Soudain, la marée noire qui ondulait tout autour de Velmerys s’éleva dans les airs, menaçante, comme une vague prête à déferler sur le monde. La déesse du Néant vola à toute allure jusqu’au dieu de l’Amour.

— On a essayé de les sauver… rugit-elle entre ses dents, son visage à quelques centimètres de l’homme-aigle.

Aedan se contenta de lever la tête pour observer calmement la déesse aux traits écartés, déformés par la rage.

— On ne sauve pas les humains de l’Injustice en en créant une nouvelle, Velmerys, répondit-il, imperturbable.

— Et surtout, intervint Hermine, intransigeante, ce n’était pas à nous d’interférer. En plaçant les femmes dans une position d’infériorité, les humains avaient commis une erreur qu’ils devaient payer.

— Nous avions le pouvoir de rééquilibrer la balance, poursuivit Velmerys, son ton tranchant comme une faux.
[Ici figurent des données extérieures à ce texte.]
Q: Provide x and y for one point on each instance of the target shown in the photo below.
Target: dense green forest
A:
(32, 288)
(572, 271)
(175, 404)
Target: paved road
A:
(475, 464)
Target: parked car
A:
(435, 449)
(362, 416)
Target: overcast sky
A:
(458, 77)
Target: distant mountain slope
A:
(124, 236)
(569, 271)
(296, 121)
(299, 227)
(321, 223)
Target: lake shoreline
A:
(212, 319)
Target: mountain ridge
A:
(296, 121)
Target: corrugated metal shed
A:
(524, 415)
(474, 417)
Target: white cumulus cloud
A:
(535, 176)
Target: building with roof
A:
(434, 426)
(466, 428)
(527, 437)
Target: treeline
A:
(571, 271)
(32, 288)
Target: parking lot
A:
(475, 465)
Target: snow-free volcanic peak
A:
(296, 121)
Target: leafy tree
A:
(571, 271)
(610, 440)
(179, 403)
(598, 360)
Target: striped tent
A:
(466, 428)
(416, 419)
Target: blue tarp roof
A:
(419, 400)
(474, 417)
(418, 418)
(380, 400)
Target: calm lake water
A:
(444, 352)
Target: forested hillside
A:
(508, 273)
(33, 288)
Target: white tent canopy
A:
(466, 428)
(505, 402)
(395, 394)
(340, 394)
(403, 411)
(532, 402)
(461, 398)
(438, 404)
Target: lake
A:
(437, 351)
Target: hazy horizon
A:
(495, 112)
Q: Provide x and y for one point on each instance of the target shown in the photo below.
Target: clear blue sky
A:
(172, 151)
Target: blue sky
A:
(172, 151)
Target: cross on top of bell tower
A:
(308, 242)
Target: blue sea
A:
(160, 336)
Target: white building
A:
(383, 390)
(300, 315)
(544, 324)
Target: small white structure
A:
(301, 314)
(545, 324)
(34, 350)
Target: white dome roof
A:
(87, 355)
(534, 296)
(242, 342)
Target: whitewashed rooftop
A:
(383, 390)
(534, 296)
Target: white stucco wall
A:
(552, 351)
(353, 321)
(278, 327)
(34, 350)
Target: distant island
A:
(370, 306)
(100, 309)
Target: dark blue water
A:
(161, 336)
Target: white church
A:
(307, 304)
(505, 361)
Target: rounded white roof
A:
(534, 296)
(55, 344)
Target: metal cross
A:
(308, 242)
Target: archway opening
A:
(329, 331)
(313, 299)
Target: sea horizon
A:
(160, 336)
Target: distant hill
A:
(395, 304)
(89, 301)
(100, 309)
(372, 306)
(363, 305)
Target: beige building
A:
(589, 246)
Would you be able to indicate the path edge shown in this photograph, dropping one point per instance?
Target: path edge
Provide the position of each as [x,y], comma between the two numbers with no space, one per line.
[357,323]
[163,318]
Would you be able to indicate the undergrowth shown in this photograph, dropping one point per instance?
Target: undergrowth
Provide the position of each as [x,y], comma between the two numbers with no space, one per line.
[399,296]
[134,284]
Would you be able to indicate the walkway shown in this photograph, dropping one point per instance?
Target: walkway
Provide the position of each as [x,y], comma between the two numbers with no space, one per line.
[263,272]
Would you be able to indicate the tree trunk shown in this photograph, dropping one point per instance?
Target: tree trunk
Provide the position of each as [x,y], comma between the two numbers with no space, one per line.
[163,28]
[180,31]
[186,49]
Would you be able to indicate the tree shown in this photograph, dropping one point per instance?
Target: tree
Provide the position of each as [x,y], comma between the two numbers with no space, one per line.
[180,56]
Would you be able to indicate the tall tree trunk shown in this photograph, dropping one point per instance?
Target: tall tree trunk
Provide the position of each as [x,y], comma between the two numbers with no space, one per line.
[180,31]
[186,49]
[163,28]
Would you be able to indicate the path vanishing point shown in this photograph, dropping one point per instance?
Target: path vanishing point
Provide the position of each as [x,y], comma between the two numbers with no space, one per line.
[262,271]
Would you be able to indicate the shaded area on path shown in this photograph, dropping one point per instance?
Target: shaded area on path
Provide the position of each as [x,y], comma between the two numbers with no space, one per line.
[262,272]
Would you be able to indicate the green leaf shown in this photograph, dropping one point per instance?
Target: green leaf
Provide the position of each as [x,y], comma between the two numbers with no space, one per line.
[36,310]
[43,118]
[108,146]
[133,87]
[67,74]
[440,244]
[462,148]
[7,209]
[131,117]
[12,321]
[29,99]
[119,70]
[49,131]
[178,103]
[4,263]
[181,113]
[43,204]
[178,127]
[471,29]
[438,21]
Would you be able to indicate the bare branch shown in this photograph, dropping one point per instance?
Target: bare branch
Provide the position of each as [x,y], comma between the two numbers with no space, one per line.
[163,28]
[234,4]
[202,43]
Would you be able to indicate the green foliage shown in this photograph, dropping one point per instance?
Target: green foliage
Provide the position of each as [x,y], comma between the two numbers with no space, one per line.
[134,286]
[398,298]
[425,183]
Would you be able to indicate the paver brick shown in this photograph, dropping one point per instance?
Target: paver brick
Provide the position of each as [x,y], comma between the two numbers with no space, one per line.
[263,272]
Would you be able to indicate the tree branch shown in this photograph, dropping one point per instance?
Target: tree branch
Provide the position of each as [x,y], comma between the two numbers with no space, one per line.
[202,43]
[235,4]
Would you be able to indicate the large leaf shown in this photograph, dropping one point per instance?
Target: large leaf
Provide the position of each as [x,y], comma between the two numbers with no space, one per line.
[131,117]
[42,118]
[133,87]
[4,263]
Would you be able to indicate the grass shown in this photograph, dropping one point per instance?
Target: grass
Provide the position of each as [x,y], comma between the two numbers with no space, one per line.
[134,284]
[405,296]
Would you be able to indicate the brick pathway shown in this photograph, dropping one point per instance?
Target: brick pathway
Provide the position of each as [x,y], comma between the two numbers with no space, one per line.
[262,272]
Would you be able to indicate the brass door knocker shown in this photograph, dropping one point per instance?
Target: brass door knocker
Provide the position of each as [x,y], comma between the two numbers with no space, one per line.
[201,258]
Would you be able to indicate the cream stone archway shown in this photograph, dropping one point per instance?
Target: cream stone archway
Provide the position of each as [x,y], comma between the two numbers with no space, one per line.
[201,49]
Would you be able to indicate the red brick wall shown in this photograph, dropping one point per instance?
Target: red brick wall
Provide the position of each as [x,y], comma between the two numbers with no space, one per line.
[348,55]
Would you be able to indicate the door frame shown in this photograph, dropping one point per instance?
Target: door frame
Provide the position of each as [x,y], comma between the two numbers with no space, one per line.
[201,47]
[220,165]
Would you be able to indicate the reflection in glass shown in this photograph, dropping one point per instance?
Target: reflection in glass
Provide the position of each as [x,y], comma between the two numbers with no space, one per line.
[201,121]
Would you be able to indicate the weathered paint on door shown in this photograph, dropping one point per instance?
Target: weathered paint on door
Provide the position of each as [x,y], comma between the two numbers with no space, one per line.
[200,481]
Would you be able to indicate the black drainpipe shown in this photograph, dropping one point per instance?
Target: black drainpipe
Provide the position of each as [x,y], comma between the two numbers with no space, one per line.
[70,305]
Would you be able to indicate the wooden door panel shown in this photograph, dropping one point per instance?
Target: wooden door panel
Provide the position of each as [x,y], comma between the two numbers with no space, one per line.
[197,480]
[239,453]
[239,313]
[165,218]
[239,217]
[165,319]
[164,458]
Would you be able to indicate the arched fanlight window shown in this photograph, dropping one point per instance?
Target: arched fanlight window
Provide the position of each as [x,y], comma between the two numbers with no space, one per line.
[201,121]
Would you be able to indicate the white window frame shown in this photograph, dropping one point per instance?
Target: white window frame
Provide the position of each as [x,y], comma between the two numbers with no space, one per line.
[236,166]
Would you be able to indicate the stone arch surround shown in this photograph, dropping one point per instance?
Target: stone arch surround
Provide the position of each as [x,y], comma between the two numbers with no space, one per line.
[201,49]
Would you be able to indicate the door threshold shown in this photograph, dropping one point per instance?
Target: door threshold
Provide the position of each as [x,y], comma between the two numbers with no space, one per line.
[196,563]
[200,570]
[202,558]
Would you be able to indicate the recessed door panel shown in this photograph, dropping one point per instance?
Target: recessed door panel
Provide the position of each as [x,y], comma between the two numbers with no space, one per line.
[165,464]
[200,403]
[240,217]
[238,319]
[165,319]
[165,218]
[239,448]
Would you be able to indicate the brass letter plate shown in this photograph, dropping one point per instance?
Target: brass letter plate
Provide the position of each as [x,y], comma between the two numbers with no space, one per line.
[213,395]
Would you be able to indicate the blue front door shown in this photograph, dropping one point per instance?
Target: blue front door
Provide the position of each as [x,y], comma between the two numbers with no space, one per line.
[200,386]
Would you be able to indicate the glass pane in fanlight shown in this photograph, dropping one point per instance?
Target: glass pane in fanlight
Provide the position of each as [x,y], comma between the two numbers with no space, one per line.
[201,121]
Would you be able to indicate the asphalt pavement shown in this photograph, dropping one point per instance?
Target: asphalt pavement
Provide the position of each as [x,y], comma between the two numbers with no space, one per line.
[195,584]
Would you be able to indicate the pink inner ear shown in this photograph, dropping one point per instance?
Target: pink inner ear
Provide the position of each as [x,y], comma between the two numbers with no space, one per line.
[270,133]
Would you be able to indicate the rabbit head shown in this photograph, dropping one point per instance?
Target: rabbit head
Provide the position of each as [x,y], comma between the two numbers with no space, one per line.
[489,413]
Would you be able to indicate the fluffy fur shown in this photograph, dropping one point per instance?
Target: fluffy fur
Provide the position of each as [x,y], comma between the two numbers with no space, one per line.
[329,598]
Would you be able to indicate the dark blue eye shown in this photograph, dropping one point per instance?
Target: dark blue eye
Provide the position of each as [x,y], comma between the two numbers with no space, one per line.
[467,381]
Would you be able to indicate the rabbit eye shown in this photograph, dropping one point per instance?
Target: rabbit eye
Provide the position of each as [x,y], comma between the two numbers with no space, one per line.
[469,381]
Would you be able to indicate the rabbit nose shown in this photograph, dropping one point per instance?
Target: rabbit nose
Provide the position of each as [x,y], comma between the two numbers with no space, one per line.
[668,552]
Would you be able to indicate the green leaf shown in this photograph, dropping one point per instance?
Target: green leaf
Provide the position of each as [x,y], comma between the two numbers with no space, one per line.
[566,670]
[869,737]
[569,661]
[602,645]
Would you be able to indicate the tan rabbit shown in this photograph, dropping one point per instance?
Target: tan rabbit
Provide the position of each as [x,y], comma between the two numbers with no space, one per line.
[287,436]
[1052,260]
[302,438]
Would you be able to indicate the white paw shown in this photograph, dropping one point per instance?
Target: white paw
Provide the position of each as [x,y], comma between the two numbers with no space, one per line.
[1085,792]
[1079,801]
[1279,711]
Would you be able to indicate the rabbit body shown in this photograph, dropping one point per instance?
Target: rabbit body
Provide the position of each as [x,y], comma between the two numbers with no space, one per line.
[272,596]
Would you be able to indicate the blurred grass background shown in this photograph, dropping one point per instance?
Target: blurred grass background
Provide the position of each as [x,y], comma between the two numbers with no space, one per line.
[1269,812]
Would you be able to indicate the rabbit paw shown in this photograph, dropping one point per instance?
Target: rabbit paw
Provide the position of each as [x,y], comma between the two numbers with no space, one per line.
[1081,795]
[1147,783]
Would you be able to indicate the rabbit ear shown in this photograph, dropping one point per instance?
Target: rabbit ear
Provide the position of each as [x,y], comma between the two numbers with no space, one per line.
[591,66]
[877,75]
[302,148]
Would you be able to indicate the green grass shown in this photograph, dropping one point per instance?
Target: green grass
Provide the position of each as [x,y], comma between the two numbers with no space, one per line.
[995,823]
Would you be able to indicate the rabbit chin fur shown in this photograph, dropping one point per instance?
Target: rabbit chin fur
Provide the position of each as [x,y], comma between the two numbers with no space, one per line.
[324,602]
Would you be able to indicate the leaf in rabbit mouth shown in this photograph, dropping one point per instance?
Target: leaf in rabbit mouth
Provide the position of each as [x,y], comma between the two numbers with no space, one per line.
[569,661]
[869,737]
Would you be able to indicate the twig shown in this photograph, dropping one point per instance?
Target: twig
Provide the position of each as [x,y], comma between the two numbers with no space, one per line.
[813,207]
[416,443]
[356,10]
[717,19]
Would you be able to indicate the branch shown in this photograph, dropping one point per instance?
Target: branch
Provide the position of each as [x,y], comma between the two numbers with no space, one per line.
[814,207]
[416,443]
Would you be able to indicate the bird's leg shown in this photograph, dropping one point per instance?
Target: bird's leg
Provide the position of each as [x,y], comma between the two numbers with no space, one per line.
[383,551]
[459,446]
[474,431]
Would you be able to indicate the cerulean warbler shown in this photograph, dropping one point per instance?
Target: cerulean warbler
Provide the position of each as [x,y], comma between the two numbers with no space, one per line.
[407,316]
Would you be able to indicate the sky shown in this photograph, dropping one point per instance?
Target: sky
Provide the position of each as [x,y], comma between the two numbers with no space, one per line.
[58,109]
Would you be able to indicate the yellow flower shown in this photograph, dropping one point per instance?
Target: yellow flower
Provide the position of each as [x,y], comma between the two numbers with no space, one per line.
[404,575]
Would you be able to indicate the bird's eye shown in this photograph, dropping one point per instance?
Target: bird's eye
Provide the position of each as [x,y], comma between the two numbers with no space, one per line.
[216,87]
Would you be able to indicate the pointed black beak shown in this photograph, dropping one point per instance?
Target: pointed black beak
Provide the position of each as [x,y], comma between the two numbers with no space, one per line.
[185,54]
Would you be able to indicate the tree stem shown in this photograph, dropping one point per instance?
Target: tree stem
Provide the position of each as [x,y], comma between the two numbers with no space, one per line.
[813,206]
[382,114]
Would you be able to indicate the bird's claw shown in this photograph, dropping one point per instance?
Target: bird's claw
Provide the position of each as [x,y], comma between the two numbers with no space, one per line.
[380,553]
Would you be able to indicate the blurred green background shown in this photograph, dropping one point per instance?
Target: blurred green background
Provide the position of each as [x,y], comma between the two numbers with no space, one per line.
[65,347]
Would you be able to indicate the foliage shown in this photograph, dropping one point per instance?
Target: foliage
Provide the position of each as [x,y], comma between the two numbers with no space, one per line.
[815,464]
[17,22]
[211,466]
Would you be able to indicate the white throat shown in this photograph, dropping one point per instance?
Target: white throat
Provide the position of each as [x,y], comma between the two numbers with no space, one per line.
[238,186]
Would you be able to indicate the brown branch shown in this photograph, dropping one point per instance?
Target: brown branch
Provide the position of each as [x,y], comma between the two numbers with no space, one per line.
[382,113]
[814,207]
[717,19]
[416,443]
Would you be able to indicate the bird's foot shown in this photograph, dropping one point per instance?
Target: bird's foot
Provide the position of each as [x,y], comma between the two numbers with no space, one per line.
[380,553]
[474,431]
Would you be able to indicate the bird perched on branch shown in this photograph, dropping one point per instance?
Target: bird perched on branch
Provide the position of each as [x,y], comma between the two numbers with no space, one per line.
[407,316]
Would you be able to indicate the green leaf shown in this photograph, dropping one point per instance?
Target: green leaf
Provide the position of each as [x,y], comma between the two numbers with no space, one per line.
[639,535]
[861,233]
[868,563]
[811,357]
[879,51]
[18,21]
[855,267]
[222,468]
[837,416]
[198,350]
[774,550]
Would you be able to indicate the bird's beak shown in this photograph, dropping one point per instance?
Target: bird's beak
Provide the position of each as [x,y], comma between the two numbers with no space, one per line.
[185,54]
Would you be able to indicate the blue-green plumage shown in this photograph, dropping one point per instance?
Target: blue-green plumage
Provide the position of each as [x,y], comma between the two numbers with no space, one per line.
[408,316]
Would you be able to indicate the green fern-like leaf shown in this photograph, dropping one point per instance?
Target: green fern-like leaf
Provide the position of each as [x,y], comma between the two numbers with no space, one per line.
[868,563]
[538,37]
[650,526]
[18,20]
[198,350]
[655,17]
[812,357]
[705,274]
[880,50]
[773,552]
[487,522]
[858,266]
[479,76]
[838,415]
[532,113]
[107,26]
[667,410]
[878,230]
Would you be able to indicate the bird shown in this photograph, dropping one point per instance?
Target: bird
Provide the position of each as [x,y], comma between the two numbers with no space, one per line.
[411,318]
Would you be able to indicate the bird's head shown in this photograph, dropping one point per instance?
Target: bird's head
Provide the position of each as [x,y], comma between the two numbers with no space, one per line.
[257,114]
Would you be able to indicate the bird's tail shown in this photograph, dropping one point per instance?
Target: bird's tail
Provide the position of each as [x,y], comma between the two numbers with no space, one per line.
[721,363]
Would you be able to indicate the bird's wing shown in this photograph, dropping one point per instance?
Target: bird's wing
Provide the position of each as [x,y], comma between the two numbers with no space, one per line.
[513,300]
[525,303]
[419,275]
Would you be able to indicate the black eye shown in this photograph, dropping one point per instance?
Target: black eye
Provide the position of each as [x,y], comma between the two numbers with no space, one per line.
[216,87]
Alors nous l’avons fait.

— Et vous n’aviez pas le droit, ajouta Thelma avec une certaine hésitation, sa voix fluette. C’était aux hommes de se rendre compte de leur erreur, et regarde ! dit-elle en désignant la Table lumineuse à laquelle elle était assise. La preuve en est : après des siècles d’erreurs et d’égarements, ils ont enfin réussi.

— Attendez.

Marina d’Elesther les interpella d’un ton parfaitement neutre, égal, alors qu’elle décrivait un pas vers la Table remplie d’être lumineux.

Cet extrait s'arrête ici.